Ultrafast Rydberg Experiments with Ultracold Atoms in Optical Tweezers

Rydberg atoms, with their giant electronic orbitals, exhibit dipole-dipole interaction reaching the GHz range at a distance of a micron (C₃ ~ GHz.μm³), making them a prominent contender for realizing ultrafast quantum operations. However, such strong interactions between single atoms have never been harnessed because of the stringent requirements on the fluctuation of the atom positions and the necessary excitation strength. Here, we introduce novel techniques to enter this regime and explore it with two strongly-interacting single atoms [1].

First, we trap ⁸⁷Rb atoms in holographic tweezers focused with a high-NA lens (0.75), allowing to bring two atoms at distance as close as 1.2 µm. At such close distance, thermal motion of the atoms within the tweezers becomes a major source of noise for the dipole-dipole coupling. We thus apply Raman-sideband cooling to suppress thermal fluctuations (~100 nm) and bring the atom to the motional ground-sate of the tweezers. There, the atoms position is only affected by quantum fluctuation (~ 25 nm) which allows to unlock coherent ultrastrong interaction. We further reduce quantum fluctuation by creating squeezed states of motion [2,3].

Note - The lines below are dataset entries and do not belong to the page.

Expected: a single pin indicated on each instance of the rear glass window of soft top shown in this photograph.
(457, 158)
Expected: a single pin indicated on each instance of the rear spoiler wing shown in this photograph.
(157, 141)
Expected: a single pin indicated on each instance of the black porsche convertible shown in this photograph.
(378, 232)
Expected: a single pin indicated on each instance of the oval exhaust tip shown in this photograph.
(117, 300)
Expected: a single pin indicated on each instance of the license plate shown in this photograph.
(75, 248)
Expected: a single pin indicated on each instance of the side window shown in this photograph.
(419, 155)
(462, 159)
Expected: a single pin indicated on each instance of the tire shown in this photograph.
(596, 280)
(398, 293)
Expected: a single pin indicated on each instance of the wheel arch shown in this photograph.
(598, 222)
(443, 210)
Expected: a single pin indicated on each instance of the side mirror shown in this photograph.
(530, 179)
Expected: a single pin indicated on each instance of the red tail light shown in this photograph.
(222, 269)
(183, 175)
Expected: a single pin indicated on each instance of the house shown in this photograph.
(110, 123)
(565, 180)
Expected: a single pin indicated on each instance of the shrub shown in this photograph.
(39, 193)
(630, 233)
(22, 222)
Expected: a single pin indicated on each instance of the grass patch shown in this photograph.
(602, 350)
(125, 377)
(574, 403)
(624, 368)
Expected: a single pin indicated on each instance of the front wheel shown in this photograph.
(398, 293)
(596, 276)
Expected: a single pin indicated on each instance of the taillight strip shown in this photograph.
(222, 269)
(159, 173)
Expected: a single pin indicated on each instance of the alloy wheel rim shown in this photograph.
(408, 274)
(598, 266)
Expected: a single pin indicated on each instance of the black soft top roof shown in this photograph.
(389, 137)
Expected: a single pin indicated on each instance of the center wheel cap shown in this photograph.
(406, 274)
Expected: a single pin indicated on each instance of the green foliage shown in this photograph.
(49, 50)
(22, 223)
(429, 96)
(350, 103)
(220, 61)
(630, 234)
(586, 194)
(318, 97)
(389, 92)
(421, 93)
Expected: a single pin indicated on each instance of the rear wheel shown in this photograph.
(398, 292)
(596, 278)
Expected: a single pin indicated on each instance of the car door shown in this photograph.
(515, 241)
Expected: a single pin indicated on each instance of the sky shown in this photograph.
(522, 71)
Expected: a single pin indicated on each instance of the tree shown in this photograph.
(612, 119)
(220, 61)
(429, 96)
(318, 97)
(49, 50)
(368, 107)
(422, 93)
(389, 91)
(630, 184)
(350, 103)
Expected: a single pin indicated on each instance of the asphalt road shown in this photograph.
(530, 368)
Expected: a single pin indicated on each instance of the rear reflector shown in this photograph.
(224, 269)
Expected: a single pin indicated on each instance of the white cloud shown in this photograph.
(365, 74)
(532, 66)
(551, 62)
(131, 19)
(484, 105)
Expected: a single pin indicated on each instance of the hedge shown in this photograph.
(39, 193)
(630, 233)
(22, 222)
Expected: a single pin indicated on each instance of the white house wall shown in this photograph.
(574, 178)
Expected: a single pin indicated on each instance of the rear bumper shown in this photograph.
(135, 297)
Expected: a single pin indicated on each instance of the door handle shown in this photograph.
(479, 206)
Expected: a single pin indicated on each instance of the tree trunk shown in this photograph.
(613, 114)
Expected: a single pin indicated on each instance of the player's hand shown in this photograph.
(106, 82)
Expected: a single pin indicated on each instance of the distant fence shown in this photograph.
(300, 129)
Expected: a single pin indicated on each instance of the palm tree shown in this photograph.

Then, we prepare atoms in the Rydberg state using ultrashort, picosecond, laser pulses. In contrast to the standard approach based on cw-laser excitation, this allows to overcome the Rydberg blockade for our strongly interacting Rydberg orbitals. Following excitation, atoms experience the dipole-dipole interaction, which, for our particular choice of Rydberg state, gives rise to an energy exchange between the two atoms. We observe this coherent dynamics occurring on the nano-second timescale. After a full exchange, the atoms are back in their initial orbitals with a π-phase shift. We measured this phase shift by probing the superposition of a ground and Rydberg orbital by Ramsey interferometry with attosecond precision. This phase shift is the key to the realization of an ultrafast two-qubit C-Z gate.

These demonstrations open the path for “ultrafast Rydberg experiments”, such as the realization of a nanosecond CZ gate operating at the speed-limit set by the strong dipole-dipole interaction between Rydberg atoms.